There have been some really interesting discussions of late on the failures of current email systems. Michael Arrington at TechCrunch writes 2,433 Unread Emails Is An Opportunity For An Entrepreneur:
"I routinely declare email bankruptcy and simply delete my entire inbox. But even so, I currently have 2,433 unread emails in my inbox. Plus another 721 in my Facebook inbox. and about thirty skype message windows open with unanswered messages. It goes without saying, of course, that my cell phone voicemail box is also full (I like the fact that new messages can’t be left there, so I have little incentive to clear it out).
How do I deal with email now? I scan the from and subject fields for high payoff messages. People I know who don’t waste my time, or who I have a genuine friendship with. Or descriptive subject lines that help me understand that I should allot a minute or more of my life to opening it and reading it."
To which our CEO Deva responds Hi Techcrunch, I can solve your email problems:
"’I scan the from and subject fields for high payoff messages.’ – NO, NO, NO! Nobody with any volume can do that and stay on top of email. By analyzing your email history and all sorts of contextual clues about incoming email, this is something that can be done automatically
– and we do.
Jeremiah Owyang rants in Email Consumes Us:
"Ironically, most of my social media peers and I still use email as one of the main ways to communicate back and forth to each other But even more, there are more inboxes to check, twitter, facebook, linkedin, I’m getting business messages from these tools and I’m sure you are too."
Deva’s response:
"As I’ve been writing about for a while, the very nature of email itself is changing. Two major things have changed about email in the past few years. The volume (duh, more!) and the nature (it’s no longer just individual messages, it’s projects and tasks and collaboration).

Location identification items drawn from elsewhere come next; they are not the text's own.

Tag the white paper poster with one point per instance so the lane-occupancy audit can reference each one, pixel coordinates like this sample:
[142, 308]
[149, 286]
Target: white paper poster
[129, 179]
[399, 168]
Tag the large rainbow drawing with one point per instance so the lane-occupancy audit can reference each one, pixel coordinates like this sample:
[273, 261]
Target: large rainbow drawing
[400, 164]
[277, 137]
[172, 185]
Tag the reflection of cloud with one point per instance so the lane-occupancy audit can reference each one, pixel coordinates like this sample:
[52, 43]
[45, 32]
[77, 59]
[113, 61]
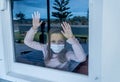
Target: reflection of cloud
[79, 13]
[77, 7]
[32, 3]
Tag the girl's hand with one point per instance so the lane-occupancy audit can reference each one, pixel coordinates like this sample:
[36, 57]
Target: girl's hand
[67, 32]
[36, 20]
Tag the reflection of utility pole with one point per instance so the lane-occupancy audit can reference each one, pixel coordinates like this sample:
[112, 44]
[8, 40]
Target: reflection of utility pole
[42, 36]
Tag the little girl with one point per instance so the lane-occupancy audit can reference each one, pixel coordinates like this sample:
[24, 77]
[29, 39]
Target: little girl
[55, 53]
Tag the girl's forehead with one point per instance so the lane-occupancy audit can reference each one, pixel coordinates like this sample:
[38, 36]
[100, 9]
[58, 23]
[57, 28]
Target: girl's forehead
[56, 36]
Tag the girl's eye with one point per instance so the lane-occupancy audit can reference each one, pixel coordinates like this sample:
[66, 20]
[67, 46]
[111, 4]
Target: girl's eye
[61, 42]
[53, 41]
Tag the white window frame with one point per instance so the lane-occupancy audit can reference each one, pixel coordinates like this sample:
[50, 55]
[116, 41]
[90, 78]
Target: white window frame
[34, 72]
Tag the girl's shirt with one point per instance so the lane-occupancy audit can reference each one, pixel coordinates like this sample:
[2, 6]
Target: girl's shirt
[77, 54]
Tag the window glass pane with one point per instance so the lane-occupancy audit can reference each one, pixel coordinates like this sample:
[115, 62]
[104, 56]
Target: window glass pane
[34, 46]
[76, 14]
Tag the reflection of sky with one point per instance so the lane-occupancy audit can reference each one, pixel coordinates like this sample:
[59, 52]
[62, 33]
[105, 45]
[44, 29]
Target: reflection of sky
[77, 7]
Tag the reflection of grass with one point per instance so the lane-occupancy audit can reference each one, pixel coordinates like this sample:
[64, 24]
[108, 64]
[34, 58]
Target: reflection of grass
[19, 38]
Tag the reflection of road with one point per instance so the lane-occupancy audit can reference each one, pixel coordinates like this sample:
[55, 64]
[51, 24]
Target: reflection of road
[22, 47]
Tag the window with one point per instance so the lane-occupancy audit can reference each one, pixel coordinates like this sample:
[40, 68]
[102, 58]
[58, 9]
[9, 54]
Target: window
[64, 10]
[40, 72]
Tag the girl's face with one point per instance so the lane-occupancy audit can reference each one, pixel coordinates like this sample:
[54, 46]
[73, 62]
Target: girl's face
[57, 42]
[57, 38]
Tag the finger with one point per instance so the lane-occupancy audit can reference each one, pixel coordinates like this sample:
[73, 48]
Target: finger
[63, 27]
[41, 22]
[38, 14]
[63, 33]
[69, 27]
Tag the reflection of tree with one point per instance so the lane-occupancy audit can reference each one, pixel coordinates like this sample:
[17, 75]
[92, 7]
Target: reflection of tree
[61, 8]
[20, 16]
[79, 20]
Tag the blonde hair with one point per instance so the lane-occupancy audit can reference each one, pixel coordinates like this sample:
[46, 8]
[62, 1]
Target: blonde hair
[62, 54]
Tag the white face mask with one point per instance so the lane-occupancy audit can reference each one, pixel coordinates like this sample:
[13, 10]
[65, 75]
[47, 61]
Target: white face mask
[56, 48]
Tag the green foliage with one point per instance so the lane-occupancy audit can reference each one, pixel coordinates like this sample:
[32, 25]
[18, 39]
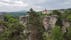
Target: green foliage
[12, 29]
[69, 34]
[57, 33]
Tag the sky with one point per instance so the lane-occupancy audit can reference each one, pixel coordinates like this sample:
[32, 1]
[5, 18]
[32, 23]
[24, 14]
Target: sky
[18, 5]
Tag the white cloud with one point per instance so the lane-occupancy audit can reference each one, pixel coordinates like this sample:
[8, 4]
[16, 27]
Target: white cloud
[14, 5]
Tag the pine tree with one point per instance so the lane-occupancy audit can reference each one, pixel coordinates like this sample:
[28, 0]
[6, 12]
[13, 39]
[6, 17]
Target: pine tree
[34, 25]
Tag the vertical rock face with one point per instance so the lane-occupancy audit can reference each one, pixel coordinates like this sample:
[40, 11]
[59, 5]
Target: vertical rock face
[49, 22]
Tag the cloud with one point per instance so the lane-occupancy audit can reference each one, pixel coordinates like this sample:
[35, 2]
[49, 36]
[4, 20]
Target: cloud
[16, 5]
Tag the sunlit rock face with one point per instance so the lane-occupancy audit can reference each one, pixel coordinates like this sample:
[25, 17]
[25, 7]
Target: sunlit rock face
[49, 22]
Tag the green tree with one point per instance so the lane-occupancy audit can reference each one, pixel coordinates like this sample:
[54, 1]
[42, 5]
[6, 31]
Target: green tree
[35, 26]
[57, 33]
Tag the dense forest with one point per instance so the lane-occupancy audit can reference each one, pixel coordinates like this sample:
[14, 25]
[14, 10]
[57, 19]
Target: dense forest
[11, 29]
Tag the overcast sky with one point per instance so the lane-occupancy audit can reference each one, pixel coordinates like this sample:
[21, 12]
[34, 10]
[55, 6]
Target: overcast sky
[17, 5]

Yet email clients are still fundamentally designed to process messages one by one and treat them as independent units of data. That approach just doesn’t scale and doesn’t reflect the type of connected and context-rich information contained within email."
If this sort of thing interests you, I encourage you to read the posts in full, including the 100’s of comments on the TechCrunch post. Commenter’s advice to Arrington falls into three broad areas: get an email processing methodology, use technology for better filtering and management, or hire an assistant (if you don’t have the luxury, see my previous two links).
I’m pleased to see a problem that we have been addressing for years get some attention. As Deva mentions in his posts above, our next release will get us even closer to our vision for email automation – prioritization of incoming email, categorization of information, aggregation of related information, and context-specific actions for different types of information.